Ia memijat kepalanya yang sakit dan merangkak keluar dari tempat tidur dengan susah payah. Kemudian ia berjalan ke ruang tamu, tetapi Fu Bainian tidak terlihat. Di ruang makan, sarapan sudah tersedia di meja. Bubur nasi masih mengepul panas, jadi sepertinya Fu Bainian baru saja pergi belum lama ini.
Lan Jinyao menatap sarapan itu, dan bibirnya melengkung membentuk seringai.
“Fu Bainian, jika kau sudah tidak mencintaiku lagi, mengapa kau bersikap baik padaku? Jika kau masih mencintaiku, mengapa kau melakukan semua ini dan menyakitiku?”
Lan Jinyao duduk di meja dan menyantap sarapannya tanpa ekspresi. Ia berusaha menekan kegelisahan batinnya karena tidak ingin merasakan emosi negatif dan menyakiti bayinya sebagai akibatnya.
Setelah selesai sarapan, Lan Jinyao keluar. Dia memutuskan untuk pergi sendiri dan berjalan-jalan. Saat suasana hatinya membaik, dia akan mencoba mengobrol dengan Fu Bainian. Mungkin kejadian semalam hanyalah kesalahpahaman. Dia tidak ingin bersedih karena sesuatu yang mungkin hanya kesalahpahaman.
Fu Changning kebetulan sedang berlibur dan menelepon Lan Jinyao. Begitu membuka mulutnya, ia langsung berkata dengan manis, “Kakak ipar!” Mendengar itu, Lan Jinyao merasakan kehangatan di hatinya.
“Kakak ipar, Ibu tidak perlu bekerja beberapa hari ke depan, dan kebetulan saya sedang senggang. Izinkan saya menemani Ibu jalan-jalan. Pekerjaan Ibu sangat melelahkan, jadi izinkan saya membantu Ibu sedikit bersantai, oke?”

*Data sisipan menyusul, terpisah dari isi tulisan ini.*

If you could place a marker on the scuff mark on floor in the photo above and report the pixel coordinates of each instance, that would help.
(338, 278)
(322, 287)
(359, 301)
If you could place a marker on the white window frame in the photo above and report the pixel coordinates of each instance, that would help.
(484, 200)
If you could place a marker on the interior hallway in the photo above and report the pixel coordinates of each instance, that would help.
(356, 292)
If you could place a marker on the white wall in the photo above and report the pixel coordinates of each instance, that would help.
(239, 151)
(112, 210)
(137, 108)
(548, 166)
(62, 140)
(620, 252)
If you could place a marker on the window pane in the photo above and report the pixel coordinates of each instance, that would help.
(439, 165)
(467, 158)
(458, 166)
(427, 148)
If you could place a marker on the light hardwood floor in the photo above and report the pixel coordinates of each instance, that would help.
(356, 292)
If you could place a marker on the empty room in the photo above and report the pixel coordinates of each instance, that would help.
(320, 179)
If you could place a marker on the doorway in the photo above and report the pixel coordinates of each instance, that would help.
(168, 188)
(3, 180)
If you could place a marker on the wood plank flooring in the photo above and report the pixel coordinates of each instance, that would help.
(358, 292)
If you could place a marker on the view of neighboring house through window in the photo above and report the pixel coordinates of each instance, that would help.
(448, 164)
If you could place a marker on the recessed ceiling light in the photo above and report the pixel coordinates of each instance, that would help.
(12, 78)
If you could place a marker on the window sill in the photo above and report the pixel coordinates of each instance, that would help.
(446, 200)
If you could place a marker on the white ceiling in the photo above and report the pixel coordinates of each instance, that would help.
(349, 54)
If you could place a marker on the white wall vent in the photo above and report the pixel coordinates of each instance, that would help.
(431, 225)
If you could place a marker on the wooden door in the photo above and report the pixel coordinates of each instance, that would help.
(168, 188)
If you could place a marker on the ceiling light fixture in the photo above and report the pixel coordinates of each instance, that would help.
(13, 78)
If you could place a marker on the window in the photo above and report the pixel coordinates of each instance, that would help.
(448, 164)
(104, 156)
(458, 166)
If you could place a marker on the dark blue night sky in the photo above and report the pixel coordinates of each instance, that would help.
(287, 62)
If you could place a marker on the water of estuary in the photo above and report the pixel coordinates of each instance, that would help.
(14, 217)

Lan Jinyao baru saja pulang untuk beristirahat, dan kebetulan, Fu Changning juga sedang cuti tahunan. Mengetahui bahwa Lan Jinyao sudah kembali, Changning ingin menemaninya.
Bagaimana mungkin ada begitu banyak kebetulan di dunia ini? Qian Ran pasti mengatakan sesuatu kepada Fu Bainian, dan kemudian Fu Bainian menelepon Fu Changning hari ini.
“Karena kamu sedang senggang, datanglah ke sini dan temani aku! Kebetulan aku tidak ada kegiatan akhir-akhir ini, dan aku khawatir tidak akan menemukan siapa pun untuk pergi berbelanja denganku.”
Dia langsung setuju dan membuat janji untuk bertemu di sebuah pusat perbelanjaan.
Lan Jinyao, yang sedang menyamar, melihat Fu Changning di pintu masuk mal. Fu Changning yang energik melambaikan tangan kepadanya dengan senyum cerah di wajahnya.
“Kakak ipar, kemari!”
“Apakah kamu datang lebih awal?!”
“Tidak, saya juga baru saja tiba.”
Keduanya berjalan bergandengan tangan, dan Lan Jinyao berpikir: Situasinya saat ini tidak terlalu buruk. Setidaknya dia masih bisa tersenyum.
Namun, tak lama kemudian, dia akan menyadari bahwa meskipun itu senyum palsu, dia tidak akan mampu memaksakannya.